The morning, 1 day out of 2, there are some extremely slow queries.
Those queries lasts more than 5 minutes (never waited more and cancelled
them) whereas when everything is OK they last less than 300ms.

In order to resolve this i have to execute a least one analyze, sometimes
more.

My Configuration:
Windows
PostgreSQL 8.4.8
default_statistics_target = 100

In addition to an increase for shared_buffers, work_mem, ..., i changed
the default_statistics_target to 500 with no effect.
It was even worse as i never managed to get rid of the slow queries after
running many analyze.
So i fell back to default_statistics_target=100 in order to get rid of
those slow queries.


I have no idea of what i can do to solve this issue.
Any help would be greatly appreciated.


Cordialement,
*Ghislain ROUVIGNAC*
Ingénieur RD
g...@sylob.com

7 rue Marcel Dassault - Z.A. La Mouline - 81990 Cambon d'Albi - FRANCE
Tel : 05 63 53 08 18 - Fax : 05 63 53 07 42 - www.sylob.com
Support : 05 63 53 78 35 - supp...@sylob.com
Entreprise certifiée ISO 9001 version 2008 par Bureau Veritas.

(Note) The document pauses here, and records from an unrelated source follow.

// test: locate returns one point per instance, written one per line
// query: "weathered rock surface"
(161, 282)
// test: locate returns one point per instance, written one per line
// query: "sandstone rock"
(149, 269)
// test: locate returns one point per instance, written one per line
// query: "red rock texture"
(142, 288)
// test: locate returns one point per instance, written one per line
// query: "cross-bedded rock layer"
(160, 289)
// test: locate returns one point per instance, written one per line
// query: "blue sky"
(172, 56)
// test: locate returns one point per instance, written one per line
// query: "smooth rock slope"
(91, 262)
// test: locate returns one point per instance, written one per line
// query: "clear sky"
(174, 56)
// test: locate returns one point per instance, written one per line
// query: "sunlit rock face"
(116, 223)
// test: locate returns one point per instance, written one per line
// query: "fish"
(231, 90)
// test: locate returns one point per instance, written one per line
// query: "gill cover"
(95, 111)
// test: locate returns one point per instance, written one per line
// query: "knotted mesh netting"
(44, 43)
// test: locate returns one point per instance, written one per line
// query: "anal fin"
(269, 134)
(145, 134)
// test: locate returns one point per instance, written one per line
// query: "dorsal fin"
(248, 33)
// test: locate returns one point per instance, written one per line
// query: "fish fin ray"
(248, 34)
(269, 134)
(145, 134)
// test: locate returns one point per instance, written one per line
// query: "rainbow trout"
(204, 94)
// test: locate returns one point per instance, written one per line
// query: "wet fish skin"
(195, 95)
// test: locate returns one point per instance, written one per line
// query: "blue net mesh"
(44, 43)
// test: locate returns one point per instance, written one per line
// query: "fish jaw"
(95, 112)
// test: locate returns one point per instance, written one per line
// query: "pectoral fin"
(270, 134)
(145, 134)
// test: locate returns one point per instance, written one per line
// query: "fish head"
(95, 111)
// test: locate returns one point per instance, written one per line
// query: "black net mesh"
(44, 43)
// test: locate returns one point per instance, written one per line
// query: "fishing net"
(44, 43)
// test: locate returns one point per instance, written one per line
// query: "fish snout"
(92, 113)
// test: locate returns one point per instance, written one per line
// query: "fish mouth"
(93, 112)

Re: [PERFORM] Slow queries after vacuum analyze

2012-12-13 Thread Kevin Grittner
Ghislain ROUVIGNAC wrote:

 Threre is a vacuum analyze planned during the night.
 The morning, 1 day out of 2, there are some extremely slow
 queries. Those queries lasts more than 5 minutes (never waited
 more and cancelled them) whereas when everything is OK they last
 less than 300ms.
 
 In order to resolve this i have to execute a least one analyze,
 sometimes more.
 
 My Configuration:
 Windows
 PostgreSQL 8.4.8
 default_statistics_target = 100
 
 In addition to an increase for shared_buffers, work_mem, ..., i
 changed the default_statistics_target to 500 with no effect.
 It was even worse as i never managed to get rid of the slow
 queries after running many analyze.
 So i fell back to default_statistics_target=100 in order to get
 rid of those slow queries.

You probably need to adjust your cost factors to more accurately
reflect the actual costs of various activities on your system. What
is probably happening is that there are two plans which are very
close together in estimated costs using the current values, while
the actual costs are very different.  The particular random sample
chosen can push the balance one way or the other.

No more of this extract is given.